De acordo com o jornalista Rodrigo Mattos, do UOL, a fala repercutiu internamente por tocar em um ponto sensível do futebol uruguaio: a dificuldade de jogadores mais criativos se adaptarem a um modelo tradicionalmente físico e defensivo. Arrascaeta foi direto ao explicar seu raciocínio, sem relativizar o peso de defender o seu país.

Bielsa, intensidade e o peso do jogo físico

“Pelo meu estilo de jogo, eu me encaixo mais na seleção brasileira do que na seleção do Uruguai, pelas características de jogo que o Brasil sempre teve”, afirmou Arrascaeta, ao comparar as propostas históricas das duas seleções. Na sequência, o meia explicou como a intensidade interfere diretamente no seu rendimento.

“O Uruguai é um time mais defensivo, aguerrido, muito contato físico, contra-ataque. A gente quando está lá sofre muito, agora com Bielsa também”, disse. Arrascaeta ainda lembrou que, sob o comando de Óscar Tabárez, o cenário era semelhante: “Era um jogo de contato, ida e volta, acabava sofrendo bastante, não só eu, mas quem jogava nessa posição”.

Opinião da Redação Antenados no Futebol

A leitura de Arrascaeta é lúcida e escancara um dilema recorrente do futebol sul-americano: até que ponto a identidade histórica pode engessar o talento? Quando um dos meias mais técnicos do continente admite que sofreria menos em um modelo mais associativo, fica a pergunta: Será que o Uruguai não perde justamente aquilo que pode torná-lo mais imprevisível?

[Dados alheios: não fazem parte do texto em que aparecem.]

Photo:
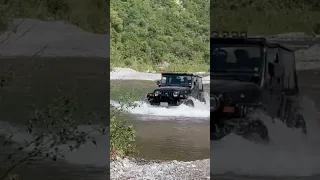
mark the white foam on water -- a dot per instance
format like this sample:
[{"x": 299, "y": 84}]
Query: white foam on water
[
  {"x": 289, "y": 154},
  {"x": 87, "y": 154},
  {"x": 200, "y": 110}
]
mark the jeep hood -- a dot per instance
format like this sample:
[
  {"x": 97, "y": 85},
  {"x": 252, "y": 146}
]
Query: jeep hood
[
  {"x": 235, "y": 91},
  {"x": 231, "y": 85},
  {"x": 173, "y": 88}
]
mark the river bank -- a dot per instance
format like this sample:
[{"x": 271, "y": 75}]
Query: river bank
[{"x": 133, "y": 168}]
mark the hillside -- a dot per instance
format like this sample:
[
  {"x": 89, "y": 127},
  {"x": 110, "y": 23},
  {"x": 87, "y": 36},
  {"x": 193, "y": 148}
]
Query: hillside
[{"x": 154, "y": 34}]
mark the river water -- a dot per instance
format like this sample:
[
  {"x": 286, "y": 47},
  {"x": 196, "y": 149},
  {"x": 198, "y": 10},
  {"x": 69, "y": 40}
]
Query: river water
[
  {"x": 180, "y": 133},
  {"x": 37, "y": 82}
]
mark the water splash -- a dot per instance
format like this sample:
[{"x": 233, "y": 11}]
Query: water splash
[
  {"x": 200, "y": 110},
  {"x": 289, "y": 154}
]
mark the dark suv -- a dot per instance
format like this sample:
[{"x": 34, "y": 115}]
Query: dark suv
[
  {"x": 175, "y": 89},
  {"x": 250, "y": 74}
]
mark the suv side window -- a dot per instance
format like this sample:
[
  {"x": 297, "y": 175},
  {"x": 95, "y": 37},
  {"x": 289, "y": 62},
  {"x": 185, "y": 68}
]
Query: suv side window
[{"x": 200, "y": 83}]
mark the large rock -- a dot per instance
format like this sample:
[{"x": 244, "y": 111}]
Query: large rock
[{"x": 59, "y": 38}]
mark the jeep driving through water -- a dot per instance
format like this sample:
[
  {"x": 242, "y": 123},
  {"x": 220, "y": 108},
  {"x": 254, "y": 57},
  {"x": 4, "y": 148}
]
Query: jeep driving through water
[
  {"x": 247, "y": 75},
  {"x": 175, "y": 89}
]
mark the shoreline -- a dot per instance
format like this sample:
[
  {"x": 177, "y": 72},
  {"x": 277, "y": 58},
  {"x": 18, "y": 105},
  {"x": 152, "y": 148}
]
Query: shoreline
[{"x": 136, "y": 168}]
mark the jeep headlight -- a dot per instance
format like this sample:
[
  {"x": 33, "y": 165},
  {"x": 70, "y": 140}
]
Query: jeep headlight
[
  {"x": 176, "y": 94},
  {"x": 156, "y": 93},
  {"x": 214, "y": 102}
]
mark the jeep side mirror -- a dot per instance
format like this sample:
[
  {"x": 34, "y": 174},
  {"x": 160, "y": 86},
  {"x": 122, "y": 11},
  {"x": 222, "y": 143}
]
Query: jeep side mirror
[
  {"x": 271, "y": 69},
  {"x": 159, "y": 83}
]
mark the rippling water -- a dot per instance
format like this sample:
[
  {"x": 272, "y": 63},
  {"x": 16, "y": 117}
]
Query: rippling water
[
  {"x": 180, "y": 133},
  {"x": 289, "y": 156}
]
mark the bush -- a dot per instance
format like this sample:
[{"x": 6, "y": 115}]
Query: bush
[{"x": 122, "y": 137}]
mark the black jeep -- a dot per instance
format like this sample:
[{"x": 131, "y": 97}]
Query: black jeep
[
  {"x": 249, "y": 74},
  {"x": 176, "y": 89}
]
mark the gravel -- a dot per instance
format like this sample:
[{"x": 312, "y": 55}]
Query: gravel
[
  {"x": 52, "y": 39},
  {"x": 130, "y": 168}
]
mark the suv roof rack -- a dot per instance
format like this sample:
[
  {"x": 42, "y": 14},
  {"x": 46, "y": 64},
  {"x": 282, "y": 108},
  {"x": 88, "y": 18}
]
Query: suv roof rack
[{"x": 178, "y": 73}]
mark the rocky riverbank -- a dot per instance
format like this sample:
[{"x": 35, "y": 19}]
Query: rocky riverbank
[
  {"x": 51, "y": 39},
  {"x": 131, "y": 168}
]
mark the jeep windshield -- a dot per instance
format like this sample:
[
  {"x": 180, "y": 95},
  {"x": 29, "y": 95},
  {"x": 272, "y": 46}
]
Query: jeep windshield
[
  {"x": 236, "y": 61},
  {"x": 180, "y": 80}
]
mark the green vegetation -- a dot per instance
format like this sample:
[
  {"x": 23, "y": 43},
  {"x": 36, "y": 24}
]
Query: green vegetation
[
  {"x": 266, "y": 17},
  {"x": 161, "y": 35},
  {"x": 122, "y": 135},
  {"x": 91, "y": 15}
]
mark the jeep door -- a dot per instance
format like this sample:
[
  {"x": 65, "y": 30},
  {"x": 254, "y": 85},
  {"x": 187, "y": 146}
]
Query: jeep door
[
  {"x": 195, "y": 89},
  {"x": 275, "y": 82}
]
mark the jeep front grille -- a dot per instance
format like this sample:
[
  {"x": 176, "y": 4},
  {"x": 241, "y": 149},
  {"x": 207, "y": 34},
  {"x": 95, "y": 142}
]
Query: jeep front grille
[{"x": 167, "y": 93}]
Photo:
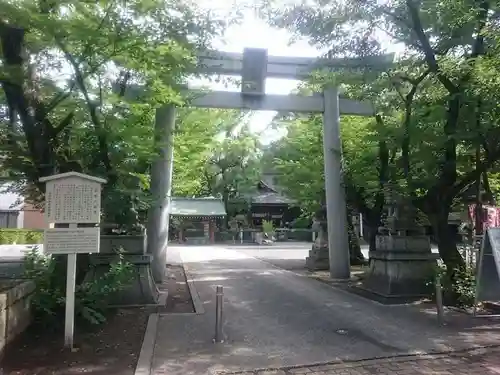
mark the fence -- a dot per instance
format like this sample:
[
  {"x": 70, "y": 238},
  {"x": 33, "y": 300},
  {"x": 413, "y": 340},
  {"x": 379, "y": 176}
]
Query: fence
[{"x": 281, "y": 234}]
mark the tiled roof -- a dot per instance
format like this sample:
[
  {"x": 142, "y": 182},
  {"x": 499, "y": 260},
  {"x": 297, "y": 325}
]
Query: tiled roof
[
  {"x": 271, "y": 198},
  {"x": 197, "y": 207}
]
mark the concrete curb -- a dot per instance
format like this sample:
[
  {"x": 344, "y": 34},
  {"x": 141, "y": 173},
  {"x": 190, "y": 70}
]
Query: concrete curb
[
  {"x": 145, "y": 360},
  {"x": 197, "y": 304}
]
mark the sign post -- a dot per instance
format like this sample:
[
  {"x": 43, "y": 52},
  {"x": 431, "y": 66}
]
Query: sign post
[
  {"x": 71, "y": 199},
  {"x": 488, "y": 270}
]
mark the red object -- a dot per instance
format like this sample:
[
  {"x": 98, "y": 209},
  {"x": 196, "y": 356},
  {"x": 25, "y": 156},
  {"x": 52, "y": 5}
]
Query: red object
[{"x": 490, "y": 216}]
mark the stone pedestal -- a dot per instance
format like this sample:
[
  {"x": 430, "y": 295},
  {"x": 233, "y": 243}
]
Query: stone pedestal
[
  {"x": 400, "y": 268},
  {"x": 142, "y": 289}
]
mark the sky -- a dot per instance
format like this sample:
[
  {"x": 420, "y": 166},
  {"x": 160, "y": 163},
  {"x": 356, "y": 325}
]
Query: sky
[{"x": 255, "y": 33}]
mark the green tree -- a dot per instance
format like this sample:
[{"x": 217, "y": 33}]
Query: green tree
[
  {"x": 65, "y": 68},
  {"x": 232, "y": 169},
  {"x": 441, "y": 93}
]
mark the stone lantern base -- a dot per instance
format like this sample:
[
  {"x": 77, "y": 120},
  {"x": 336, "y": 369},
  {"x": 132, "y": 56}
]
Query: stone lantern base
[{"x": 401, "y": 268}]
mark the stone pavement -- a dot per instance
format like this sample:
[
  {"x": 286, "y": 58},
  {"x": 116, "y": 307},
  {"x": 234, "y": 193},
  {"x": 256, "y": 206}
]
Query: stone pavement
[
  {"x": 278, "y": 319},
  {"x": 480, "y": 362}
]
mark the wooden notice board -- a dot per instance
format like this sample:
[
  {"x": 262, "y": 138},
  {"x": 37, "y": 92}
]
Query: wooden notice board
[{"x": 488, "y": 267}]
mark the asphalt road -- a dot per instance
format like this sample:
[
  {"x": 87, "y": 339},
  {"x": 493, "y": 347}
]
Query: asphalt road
[{"x": 274, "y": 317}]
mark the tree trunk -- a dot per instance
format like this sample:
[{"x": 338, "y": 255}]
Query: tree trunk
[{"x": 446, "y": 239}]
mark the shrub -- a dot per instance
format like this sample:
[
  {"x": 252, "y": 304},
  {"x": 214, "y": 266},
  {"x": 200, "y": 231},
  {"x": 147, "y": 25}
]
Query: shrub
[
  {"x": 20, "y": 236},
  {"x": 459, "y": 286},
  {"x": 268, "y": 227},
  {"x": 91, "y": 298}
]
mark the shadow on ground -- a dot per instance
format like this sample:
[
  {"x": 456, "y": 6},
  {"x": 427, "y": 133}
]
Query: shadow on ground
[{"x": 274, "y": 318}]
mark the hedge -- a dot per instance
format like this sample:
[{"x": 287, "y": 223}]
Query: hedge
[{"x": 20, "y": 236}]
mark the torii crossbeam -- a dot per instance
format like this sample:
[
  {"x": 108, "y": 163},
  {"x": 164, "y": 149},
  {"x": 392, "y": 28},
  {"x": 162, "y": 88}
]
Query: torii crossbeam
[{"x": 254, "y": 66}]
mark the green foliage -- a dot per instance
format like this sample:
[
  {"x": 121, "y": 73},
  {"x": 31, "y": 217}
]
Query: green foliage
[
  {"x": 68, "y": 89},
  {"x": 298, "y": 158},
  {"x": 458, "y": 285},
  {"x": 91, "y": 298},
  {"x": 20, "y": 236},
  {"x": 437, "y": 102}
]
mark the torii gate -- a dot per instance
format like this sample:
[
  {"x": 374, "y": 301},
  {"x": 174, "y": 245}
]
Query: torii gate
[{"x": 254, "y": 66}]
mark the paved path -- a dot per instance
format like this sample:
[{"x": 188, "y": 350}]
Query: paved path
[
  {"x": 478, "y": 362},
  {"x": 275, "y": 318}
]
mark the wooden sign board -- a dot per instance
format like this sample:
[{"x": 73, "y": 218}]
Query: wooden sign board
[
  {"x": 488, "y": 267},
  {"x": 71, "y": 240},
  {"x": 72, "y": 198}
]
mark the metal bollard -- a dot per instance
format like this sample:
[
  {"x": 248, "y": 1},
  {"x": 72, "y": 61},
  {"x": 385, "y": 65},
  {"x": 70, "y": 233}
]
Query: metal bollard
[
  {"x": 439, "y": 302},
  {"x": 219, "y": 305}
]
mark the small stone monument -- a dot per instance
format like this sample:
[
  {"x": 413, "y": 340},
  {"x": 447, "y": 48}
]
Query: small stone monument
[
  {"x": 402, "y": 263},
  {"x": 318, "y": 258}
]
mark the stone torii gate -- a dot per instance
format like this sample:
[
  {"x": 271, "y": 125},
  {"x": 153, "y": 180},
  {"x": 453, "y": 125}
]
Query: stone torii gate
[{"x": 254, "y": 66}]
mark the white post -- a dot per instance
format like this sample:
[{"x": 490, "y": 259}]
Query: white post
[
  {"x": 338, "y": 243},
  {"x": 69, "y": 322},
  {"x": 161, "y": 188},
  {"x": 360, "y": 225}
]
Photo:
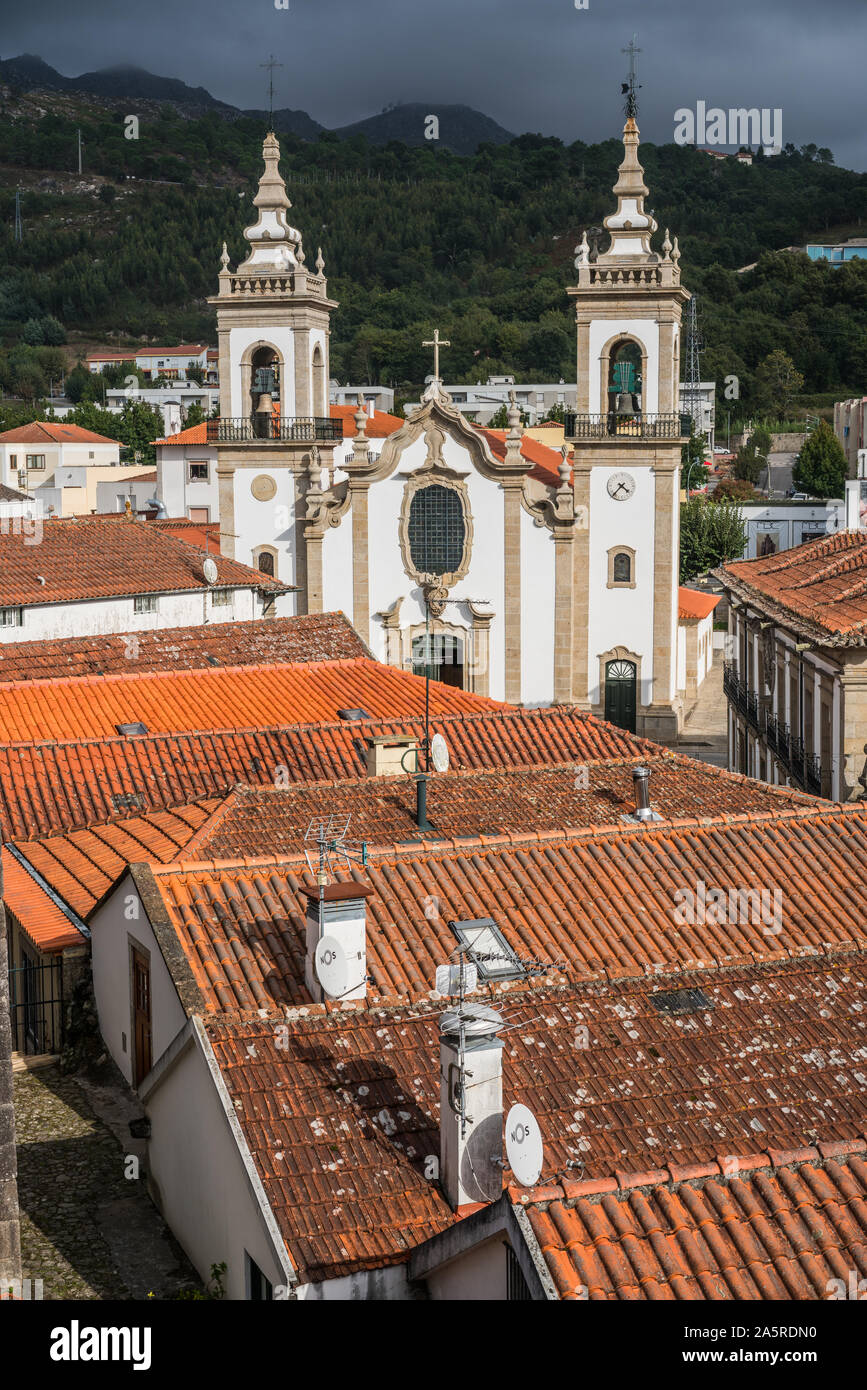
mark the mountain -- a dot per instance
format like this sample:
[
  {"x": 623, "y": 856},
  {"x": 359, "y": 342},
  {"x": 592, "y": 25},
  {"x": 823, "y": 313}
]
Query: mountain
[{"x": 461, "y": 128}]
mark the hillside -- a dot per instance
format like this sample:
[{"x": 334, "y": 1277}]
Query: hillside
[{"x": 413, "y": 236}]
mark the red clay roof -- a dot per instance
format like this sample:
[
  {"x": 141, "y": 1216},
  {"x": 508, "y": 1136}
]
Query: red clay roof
[
  {"x": 46, "y": 431},
  {"x": 341, "y": 1109},
  {"x": 111, "y": 556},
  {"x": 47, "y": 787},
  {"x": 752, "y": 1226},
  {"x": 317, "y": 637},
  {"x": 819, "y": 587},
  {"x": 691, "y": 603},
  {"x": 607, "y": 901},
  {"x": 170, "y": 702}
]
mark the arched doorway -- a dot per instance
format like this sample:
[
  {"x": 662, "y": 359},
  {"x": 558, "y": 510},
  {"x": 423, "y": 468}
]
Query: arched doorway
[{"x": 620, "y": 694}]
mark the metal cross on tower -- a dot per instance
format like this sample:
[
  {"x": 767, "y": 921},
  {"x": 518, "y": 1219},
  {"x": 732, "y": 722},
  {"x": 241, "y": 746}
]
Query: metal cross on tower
[
  {"x": 628, "y": 89},
  {"x": 271, "y": 64},
  {"x": 436, "y": 342}
]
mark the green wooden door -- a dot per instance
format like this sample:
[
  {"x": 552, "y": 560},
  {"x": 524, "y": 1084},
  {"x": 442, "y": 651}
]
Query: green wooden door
[{"x": 620, "y": 694}]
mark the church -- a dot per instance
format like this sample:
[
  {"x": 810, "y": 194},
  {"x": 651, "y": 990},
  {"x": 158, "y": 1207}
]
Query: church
[{"x": 482, "y": 556}]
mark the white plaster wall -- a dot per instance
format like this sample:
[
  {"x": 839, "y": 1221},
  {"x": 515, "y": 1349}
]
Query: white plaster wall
[
  {"x": 279, "y": 338},
  {"x": 52, "y": 620},
  {"x": 623, "y": 617},
  {"x": 113, "y": 931},
  {"x": 537, "y": 613},
  {"x": 643, "y": 331},
  {"x": 200, "y": 1179}
]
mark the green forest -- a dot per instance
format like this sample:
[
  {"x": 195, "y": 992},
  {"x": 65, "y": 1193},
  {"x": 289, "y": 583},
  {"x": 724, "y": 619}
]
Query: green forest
[{"x": 481, "y": 246}]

RJ – Rio de Janeiro – 28/06/2021 – COPA AMERICA 2021, URUGUAI X PARAGUAI – De Arrascaeta jogador do Uruguai durante partida contra o Paraguai no estadio Engenhao pelo campeonato Copa America 2021. Foto: Jorge Rodrigues/AGIF

Convocado para a seleção uruguaia desde 2014, Arrascaeta caminha para disputar sua terceira Copa do Mundo em 2026, após as participações em 2018 e 2022. Mesmo com status consolidado, o meia segue lidando com o desafio de adaptar seu jogo a um contexto que exige mais físico do que criação.


No Flamengo, a expectativa é diferente. Prestes a alcançar a marca de 100 gols com a camisa rubro-negra, Arrascaeta busca retomar o melhor ritmo físico neste início de temporada. O clube trabalha com cautela para repetir o plano que resultou em sua melhor fase, enquanto acompanha de perto o desgaste do jogador em ano de Copa do Mundo.